宋仁並沒有太多意外,在滿堂寂靜中,平靜而絲滑的抽出青雷劍。
劍揹帶出了幾點血珠,正順着冰涼的刃滑落在地。
嗒!
在冷硬卻寂靜的夜色中,血珠滴落的聲響竟顯得格外清晰。
大老闆的屍體失去劍身維繫,向前撲倒在地。
那沉悶聲彷彿撞進了在場所有人的心坎裡。
曾經橫行整個九龍區,囂張霸道的大老闆終究是落下了帷幕。
最後的求死,無疑是讓其他人感到了極大的觸動。
街道上短暫的寂靜過後,衆人的目光才終於從地上的屍體身上挪開。
宋仁轉過頭來:“九哥,到你了。
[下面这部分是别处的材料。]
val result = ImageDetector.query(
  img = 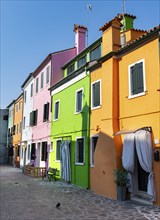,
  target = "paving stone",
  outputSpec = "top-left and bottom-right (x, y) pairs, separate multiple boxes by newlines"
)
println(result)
(0, 166), (160, 220)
”
王九一怔,臉上的神色有了些許的僵硬,裝作不懂道:“什,什麼意思?”
宋仁並未講話,只是無言的輕笑一聲。
這種時候了,還裝什麼呢。
王九眼見如此,僵硬的臉色一點點變得難堪起來。
他一字一頓道:“阿仁!你老母的,敢特麼的耍我!真當老子好欺負是吧,媽的,給我斬死他!!!”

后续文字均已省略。